10.33% 11.23% ││ 0x00007fdb35c09250: mov %r9d,0xc(%rsi,%r10,4)
0.41% 0.45% ││ 0x00007fdb35c09255: xor 0x10(%rsi,%r11,4),%r9d
0.36% 0.25% ││ 0x00007fdb35c0925a: mov %r9d,0x10(%rsi,%r11,4)
0.42% 0.42% ││ 0x00007fdb35c0925f: xor %r9d,0xc(%rsi,%r10,4)
0.51% 0.66% ││ 0x00007fdb35c09264: mov 0x8(%rsi,%r10,4),%r9d
0.03% 0.09% ││ 0x00007fdb35c09269: mov 0x8(%r13,%r10,4),%r11d
0.25% 0.20% ││ 0x00007fdb35c0926e: mov %r10d,%r8d
0.03% 0.15% ││ 0x00007fdb35c09271: add $0xfffffffe,%r8d
0.19% 0.17% ││ 0x00007fdb35c09275: cmp %ebx,%r11d
││ 0x00007fdb35c09278: jae 0x00007fdb35c09440
0.02% 0.06% ││ 0x00007fdb35c0927e: xor 0x10(%rsi,%r11,4),%r9d
10.40% 10.66% ││ 0x00007fdb35c09283: mov %r9d,0x8(%rsi,%r10,4)
0.41% 0.35% ││ 0x00007fdb35c09288: xor 0x10(%rsi,%r11,4),%r9d
0.41% 0.30% ││ 0x00007fdb35c0928d: mov %r9d,0x10(%rsi,%r11,4)
0.45% 0.39% ││ 0x00007fdb35c09292: xor %r9d,0x8(%rsi,%r10,4)
0.48% 0.60% ││ 0x00007fdb35c09297: mov 0x4(%rsi,%r10,4),%r9d
0.03% 0.06% ││ 0x00007fdb35c0929c: mov 0x4(%r13,%r10,4),%r11d
0.06% 0.11% ││ 0x00007fdb35c092a1: mov %r10d,%edi
0.02% 0.16% ││ 0x00007fdb35c092a4: add $0xfffffffd,%edi
0.25% 0.20% ││ 0x00007fdb35c092a7: cmp %ebx,%r11d
This can be exploited so the random numbers can be generated on the fly without a single bottleneck by using a hybrid approach. The random swaps can be generated on the fly and written into a small buffer. Once the buffer is full, the swaps are done. This should “decouple” the random number generation from the swapping code, and should allow some of the swaps to be performed independently. Concretely:
@Benchmark
public void shuffleBuffered(Blackhole bh) {
for (int i = data.length; i - unroll > 1; i -= unroll) {
for (int j = 0; j < buffer.length; ++j) {
buffer[j] = op.applyAsInt(i - j);
}
for (int j = 0; j < buffer.length; ++j) {
swap(data, i - j - 1, buffer[j]);
}
}
bh.consume(data);
}
There’s not much to be gained (or lost) from this until the array gets quite large, but it’s a relatively interesting outcome. CPI is on the whole improved, and throughput improves as a function of buffer size, so long as the buffer is small.

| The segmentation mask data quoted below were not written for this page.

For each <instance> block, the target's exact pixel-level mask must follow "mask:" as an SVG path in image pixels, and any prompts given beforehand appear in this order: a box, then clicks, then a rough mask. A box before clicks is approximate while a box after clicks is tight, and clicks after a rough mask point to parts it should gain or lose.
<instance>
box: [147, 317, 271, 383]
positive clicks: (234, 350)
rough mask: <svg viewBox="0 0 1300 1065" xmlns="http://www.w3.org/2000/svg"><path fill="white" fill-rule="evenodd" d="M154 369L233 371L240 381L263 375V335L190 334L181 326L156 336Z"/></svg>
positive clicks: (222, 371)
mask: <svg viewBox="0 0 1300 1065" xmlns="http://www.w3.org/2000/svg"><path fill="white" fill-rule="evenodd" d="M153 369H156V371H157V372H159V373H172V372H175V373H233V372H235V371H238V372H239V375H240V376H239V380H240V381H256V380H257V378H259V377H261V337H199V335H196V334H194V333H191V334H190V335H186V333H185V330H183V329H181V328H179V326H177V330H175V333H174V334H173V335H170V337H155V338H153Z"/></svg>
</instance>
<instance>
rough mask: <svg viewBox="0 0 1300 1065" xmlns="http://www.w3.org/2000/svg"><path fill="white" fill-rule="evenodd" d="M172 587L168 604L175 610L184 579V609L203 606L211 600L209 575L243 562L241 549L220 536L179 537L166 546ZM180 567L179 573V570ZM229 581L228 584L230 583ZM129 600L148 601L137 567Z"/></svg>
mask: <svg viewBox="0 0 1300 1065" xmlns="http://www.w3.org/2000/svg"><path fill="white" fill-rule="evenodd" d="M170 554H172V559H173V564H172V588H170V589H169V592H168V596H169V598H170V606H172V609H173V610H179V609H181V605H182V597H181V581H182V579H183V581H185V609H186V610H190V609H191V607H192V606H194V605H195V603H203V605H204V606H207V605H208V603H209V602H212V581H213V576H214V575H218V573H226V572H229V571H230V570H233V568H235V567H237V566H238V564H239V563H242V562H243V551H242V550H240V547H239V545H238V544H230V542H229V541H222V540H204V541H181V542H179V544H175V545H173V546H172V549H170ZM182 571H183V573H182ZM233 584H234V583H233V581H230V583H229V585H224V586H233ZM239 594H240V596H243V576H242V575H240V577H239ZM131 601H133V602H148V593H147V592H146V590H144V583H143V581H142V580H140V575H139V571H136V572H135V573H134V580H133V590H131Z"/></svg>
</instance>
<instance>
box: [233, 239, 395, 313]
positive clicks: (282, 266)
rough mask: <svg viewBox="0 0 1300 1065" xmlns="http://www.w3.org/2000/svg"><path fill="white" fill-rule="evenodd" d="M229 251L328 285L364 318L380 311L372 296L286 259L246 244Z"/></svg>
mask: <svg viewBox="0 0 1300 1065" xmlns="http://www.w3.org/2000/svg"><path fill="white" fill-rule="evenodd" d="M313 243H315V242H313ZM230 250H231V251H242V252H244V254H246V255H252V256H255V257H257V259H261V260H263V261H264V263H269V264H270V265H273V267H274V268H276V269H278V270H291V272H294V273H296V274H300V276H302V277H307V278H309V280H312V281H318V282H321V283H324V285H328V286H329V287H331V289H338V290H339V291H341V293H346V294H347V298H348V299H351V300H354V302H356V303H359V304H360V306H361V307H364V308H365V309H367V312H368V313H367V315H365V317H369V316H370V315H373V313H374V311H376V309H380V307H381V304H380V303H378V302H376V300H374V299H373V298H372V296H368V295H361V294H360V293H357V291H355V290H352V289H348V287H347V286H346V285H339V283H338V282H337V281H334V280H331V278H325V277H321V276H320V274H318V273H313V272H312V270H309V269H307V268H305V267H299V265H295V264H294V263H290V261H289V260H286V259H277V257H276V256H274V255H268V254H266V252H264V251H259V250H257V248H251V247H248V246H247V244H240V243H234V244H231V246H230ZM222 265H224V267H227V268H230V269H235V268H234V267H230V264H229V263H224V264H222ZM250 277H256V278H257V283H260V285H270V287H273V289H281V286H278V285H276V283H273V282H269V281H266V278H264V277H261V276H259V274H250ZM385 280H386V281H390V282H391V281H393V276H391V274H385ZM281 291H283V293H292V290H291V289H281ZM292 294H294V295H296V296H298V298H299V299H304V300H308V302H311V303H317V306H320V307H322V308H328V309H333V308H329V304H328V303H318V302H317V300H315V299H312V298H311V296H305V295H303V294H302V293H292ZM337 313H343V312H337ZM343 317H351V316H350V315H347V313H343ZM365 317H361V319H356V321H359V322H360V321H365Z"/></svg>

Mode | Benchmark | 16 | 32 | 64 | 128 | 256 |
---|---|---|---|---|---|---|
PRECOMPUTED | shuffle | 0.30639 | 0.296566 | 0.309829 | 0.312449 | 0.311183 |
PRECOMPUTED | shuffle:CPI | 3.004183 | 3.126903 | 2.989748 | 2.987508 | 3.000369 |
THREAD_LOCAL_RANDOM | shuffle | 0.271536 | 0.266418 | 0.271858 | 0.265593 | 0.264507 |
THREAD_LOCAL_RANDOM | shuffle:CPI | 1.303454 | 1.328127 | 1.300731 | 1.32857 | 1.377559 |
THREAD_LOCAL_RANDOM | shuffleBuffered | 0.296098 | 0.324416 | 0.346934 | 0.353246 | 0.35277 |
THREAD_LOCAL_RANDOM | shuffleBuffered:CPI | 0.96738 | 0.937101 | 0.893673 | 0.87786 | 0.874607 |
Frankly, I can’t think of anything less interesting than scrambling an array, but this observation made me think there may be something in the idea of decoupling stages of work in choice scenarios. After going through the otherwise pointless exercise above, I decided it might be worthwhile spending some time porting a batch iteration feature implemented in the Go version of RoaringBitmap to Java. This idea turned out to be hugely profitable, speeding up iteration between 2x and 10x. If you use RoaringBitmap, it might be worth switching to these new batch iterators.
This topic is explored in more depth by Daniel Lemire in Fast Random Integer Generation in an Interval.